Updated by Rick Reeves over 13 years ago
To compare performance of the candidate solution techniques, I will compute three derived terrain metrics -
Slope, Aspect, and Flow Direction - using the baseline CDEM layer. Then, I will compute them using the other seven mosaic components. Then, I will generate difference images, truth tables, RMSE, and Cross-correlation metrics, using the baseline derived components as 'truth', and the mosaic components as 'estimates' or 'simulated' values.
I will use R and MATLAB (if necessary) to generate the metrics.

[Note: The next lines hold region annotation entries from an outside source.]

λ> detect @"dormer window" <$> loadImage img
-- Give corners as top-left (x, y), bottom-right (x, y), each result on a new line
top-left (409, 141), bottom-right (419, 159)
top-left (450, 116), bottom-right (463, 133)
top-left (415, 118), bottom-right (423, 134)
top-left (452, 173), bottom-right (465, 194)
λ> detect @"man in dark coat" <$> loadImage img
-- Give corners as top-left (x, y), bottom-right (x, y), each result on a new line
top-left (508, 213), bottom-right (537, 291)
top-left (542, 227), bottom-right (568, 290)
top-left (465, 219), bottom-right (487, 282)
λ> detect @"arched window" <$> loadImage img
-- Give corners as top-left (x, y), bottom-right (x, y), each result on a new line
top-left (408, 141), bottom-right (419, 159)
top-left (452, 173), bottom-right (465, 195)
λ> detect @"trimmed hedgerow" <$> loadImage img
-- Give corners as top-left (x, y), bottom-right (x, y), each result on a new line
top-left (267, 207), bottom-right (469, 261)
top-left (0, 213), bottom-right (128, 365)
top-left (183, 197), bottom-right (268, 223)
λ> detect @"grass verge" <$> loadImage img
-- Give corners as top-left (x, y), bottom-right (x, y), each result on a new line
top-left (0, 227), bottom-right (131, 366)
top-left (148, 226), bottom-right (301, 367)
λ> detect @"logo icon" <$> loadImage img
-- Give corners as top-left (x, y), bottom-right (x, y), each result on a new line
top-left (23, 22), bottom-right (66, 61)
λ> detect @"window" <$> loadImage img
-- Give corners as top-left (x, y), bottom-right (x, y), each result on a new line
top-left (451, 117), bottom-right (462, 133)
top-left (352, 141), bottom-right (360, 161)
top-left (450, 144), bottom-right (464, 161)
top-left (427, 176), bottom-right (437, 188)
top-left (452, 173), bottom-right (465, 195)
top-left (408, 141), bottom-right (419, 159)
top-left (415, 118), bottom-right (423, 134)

Updated by Jim Regetz almost 13 years ago
- Status changed from In Progress to Closed
- Assignee deleted (
Rick Reeves)
The original focus of this task was on using independent DEM data, suggesting CDED, to validate the fused DEM at the 60N boundary. Unfortunately, the signal-to-noise ratio in the subsequent task notes is so low as to obfuscate any useful nuggets of information contained above.
For a more useful and authoritative description of work actually done towards 60N boundary assessment as of summer 2011, see the ASTER-SRTM DEM fusion analysis documents. Specifically regarding CDED validation, note that these assessments revealed 60N artifacts within CDED itself, rendering it fairly useless as a validation data source. In fall 2011, Yuni Nunokawa repeated many of these assessments using ASTER GDEM v2, but dispensed with comparison to CDED and instead focused only on examining internal consistency of SRTM, ASTER GDEM2, and fusion thereof. To date, no concerted effort has been made to obtain an alternative 90m DEM to use for independent validation.
Although we may ultimately want to do more independent validation of the fused DEM product before all is said and done, I'm now closing this monstrosity of a ticket, and we can start fresh with a new one if necessary in the future.